A principios del siglo XIII, la fortificación musulmana de Cacela sufrió un período inicial de abandono, aunque conservó cierta importancia militar, al haber sido una de las últimas posiciones conquistadas por las fuerzas cristianas de Portugal en el Algarve. En la Corte Real, reunida en Santarém, con el consentimiento de su esposa, la reina Beatriz, el rey Alfonso III (1248-1279) donó este castillo, junto con el Castillo de Ayamonte, al Maestre de la Orden de Santiago. 

La estructura defensiva actual, de pequeñas dimensiones, data de finales del siglo XVIII. Tiene planta estrellada, con dos bastiones que dan al mar. Durante este periodo, se abolió la sede del condado, lo que demuestra la pérdida de importancia del asentamiento. Existen pocas pruebas documentales y arquitectónicas que permitan delimitar eficazmente la muralla musulmana original, construida con tierra apisonada, pero se estima que correspondía a una superficie de aproximadamente 0,5 hectáreas. 

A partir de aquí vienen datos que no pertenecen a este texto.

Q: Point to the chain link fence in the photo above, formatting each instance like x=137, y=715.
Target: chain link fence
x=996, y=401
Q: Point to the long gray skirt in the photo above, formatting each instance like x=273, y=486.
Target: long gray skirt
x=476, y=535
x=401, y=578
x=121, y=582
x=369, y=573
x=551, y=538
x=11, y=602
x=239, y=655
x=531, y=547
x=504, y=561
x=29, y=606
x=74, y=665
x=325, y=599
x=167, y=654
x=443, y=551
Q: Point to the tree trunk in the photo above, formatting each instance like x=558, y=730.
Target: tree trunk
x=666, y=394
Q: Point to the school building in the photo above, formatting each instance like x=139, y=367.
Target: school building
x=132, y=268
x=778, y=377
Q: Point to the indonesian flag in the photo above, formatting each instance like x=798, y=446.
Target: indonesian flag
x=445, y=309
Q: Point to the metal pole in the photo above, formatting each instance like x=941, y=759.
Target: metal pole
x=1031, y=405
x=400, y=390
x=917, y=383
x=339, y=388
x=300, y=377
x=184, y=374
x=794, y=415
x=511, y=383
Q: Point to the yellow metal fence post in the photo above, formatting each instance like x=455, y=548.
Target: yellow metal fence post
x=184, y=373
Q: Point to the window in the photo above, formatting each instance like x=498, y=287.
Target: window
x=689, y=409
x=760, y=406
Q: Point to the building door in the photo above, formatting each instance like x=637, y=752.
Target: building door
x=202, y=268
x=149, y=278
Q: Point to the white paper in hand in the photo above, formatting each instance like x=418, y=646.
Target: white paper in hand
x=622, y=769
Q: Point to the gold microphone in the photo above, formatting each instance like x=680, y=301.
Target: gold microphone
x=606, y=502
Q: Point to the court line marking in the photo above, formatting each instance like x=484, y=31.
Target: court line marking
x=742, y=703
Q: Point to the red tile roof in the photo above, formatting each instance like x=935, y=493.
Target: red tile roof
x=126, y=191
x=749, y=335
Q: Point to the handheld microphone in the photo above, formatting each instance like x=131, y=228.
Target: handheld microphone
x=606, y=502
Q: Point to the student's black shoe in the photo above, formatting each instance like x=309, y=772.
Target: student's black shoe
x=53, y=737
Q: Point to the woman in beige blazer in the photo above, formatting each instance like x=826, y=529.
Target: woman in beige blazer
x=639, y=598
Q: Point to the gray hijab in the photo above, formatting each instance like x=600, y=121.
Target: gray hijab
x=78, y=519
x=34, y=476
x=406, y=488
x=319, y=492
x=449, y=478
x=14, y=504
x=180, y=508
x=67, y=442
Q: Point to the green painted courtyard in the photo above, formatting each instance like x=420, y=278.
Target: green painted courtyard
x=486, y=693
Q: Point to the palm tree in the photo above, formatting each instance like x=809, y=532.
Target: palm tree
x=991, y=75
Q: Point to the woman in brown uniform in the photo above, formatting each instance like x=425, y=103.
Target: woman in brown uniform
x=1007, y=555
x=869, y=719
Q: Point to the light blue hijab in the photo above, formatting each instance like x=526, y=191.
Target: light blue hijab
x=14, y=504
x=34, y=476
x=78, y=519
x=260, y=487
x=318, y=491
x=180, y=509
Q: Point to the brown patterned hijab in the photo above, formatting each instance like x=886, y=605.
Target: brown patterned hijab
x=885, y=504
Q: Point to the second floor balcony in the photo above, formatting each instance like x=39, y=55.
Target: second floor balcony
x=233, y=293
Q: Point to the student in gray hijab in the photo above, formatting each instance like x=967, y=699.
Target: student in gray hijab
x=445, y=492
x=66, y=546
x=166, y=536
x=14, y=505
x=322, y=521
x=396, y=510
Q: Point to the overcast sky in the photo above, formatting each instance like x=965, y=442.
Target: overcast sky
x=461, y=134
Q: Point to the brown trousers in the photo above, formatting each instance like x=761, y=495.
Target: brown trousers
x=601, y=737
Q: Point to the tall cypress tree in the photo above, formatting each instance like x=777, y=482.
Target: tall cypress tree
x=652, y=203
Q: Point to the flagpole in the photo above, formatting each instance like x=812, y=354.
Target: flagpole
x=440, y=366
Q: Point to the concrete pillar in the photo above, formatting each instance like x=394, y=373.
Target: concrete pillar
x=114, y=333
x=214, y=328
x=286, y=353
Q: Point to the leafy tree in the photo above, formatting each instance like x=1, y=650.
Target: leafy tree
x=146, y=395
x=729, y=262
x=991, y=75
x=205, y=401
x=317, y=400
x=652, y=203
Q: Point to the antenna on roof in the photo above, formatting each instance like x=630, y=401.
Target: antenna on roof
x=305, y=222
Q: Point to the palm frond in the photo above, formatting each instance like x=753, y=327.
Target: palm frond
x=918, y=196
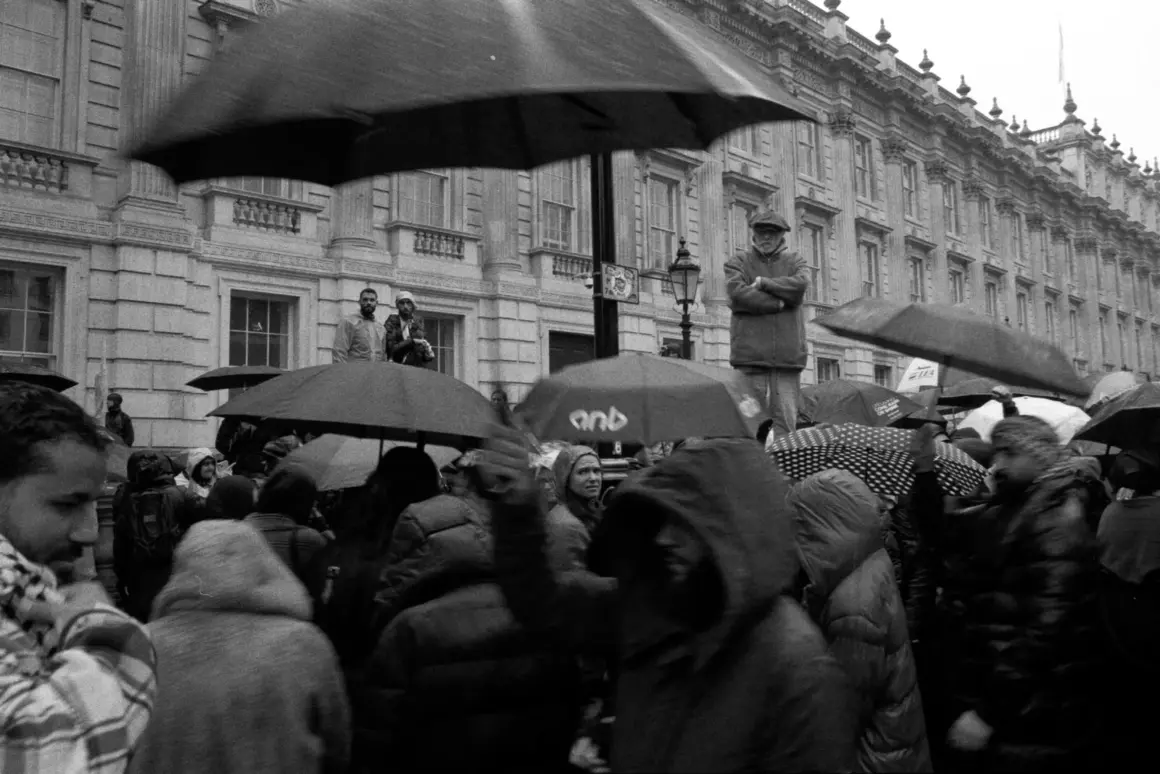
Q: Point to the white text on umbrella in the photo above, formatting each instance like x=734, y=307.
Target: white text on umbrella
x=587, y=421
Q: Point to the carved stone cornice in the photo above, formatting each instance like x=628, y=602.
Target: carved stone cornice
x=937, y=171
x=894, y=147
x=973, y=188
x=842, y=123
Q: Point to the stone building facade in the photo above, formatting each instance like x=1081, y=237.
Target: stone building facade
x=904, y=190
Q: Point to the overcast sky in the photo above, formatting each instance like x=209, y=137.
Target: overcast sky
x=1009, y=49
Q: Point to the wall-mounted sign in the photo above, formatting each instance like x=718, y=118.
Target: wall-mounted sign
x=621, y=283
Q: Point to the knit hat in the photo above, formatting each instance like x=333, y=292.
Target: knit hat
x=1030, y=436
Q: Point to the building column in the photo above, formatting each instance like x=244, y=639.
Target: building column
x=501, y=228
x=712, y=228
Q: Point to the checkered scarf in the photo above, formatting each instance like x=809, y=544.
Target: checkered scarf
x=21, y=584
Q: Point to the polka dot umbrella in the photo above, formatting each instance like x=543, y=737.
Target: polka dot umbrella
x=878, y=455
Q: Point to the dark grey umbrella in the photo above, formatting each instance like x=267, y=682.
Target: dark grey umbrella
x=339, y=91
x=957, y=338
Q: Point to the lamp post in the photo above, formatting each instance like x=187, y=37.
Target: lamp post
x=686, y=276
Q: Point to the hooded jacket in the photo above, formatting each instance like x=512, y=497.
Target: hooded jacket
x=854, y=599
x=767, y=328
x=247, y=684
x=751, y=689
x=572, y=519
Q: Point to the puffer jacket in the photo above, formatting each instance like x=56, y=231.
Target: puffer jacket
x=752, y=687
x=1019, y=641
x=853, y=595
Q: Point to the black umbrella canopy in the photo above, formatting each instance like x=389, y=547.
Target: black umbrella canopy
x=341, y=91
x=365, y=399
x=638, y=398
x=234, y=376
x=957, y=338
x=35, y=375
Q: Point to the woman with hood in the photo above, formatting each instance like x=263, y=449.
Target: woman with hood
x=572, y=520
x=853, y=595
x=284, y=507
x=247, y=684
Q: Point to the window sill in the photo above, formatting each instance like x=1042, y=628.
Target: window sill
x=44, y=170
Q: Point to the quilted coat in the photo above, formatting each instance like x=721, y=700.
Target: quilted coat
x=854, y=598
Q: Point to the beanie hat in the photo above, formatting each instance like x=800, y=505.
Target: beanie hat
x=976, y=449
x=1030, y=436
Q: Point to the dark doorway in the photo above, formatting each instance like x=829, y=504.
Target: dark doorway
x=568, y=349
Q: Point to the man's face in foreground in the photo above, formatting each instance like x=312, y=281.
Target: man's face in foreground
x=50, y=514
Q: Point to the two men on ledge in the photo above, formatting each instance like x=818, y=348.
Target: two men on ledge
x=401, y=339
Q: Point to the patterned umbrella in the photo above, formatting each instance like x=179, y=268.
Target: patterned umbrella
x=878, y=455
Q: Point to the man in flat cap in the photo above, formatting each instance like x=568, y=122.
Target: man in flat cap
x=767, y=284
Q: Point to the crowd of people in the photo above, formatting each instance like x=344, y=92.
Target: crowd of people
x=502, y=615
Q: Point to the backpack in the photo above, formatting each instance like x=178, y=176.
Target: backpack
x=154, y=526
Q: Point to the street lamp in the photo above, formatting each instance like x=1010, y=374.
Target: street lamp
x=686, y=276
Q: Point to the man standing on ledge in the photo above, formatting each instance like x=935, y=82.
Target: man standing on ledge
x=766, y=287
x=359, y=337
x=406, y=341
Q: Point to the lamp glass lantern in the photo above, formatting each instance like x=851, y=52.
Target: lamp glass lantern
x=684, y=274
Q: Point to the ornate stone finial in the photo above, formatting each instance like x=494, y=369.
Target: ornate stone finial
x=1070, y=103
x=883, y=35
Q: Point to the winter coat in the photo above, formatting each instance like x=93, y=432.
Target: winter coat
x=456, y=685
x=752, y=689
x=247, y=684
x=1017, y=616
x=854, y=599
x=571, y=520
x=767, y=327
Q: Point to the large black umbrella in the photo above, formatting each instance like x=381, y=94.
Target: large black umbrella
x=1130, y=420
x=956, y=337
x=639, y=399
x=862, y=403
x=230, y=377
x=339, y=91
x=367, y=399
x=35, y=375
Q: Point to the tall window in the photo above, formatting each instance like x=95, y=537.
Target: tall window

En los sectores norte y este del centro histórico se pueden observar algunos tramos de la muralla del antiguo castillo medieval, de forma aproximadamente ovalada y pequeñas dimensiones. Las estructuras principales del castillo, de estilo gótico , así como la iglesia original, fueron reemplazadas por edificios posteriores. Parte de la muralla erigida por la Orden de Santiago se encuentra actualmente sumergida.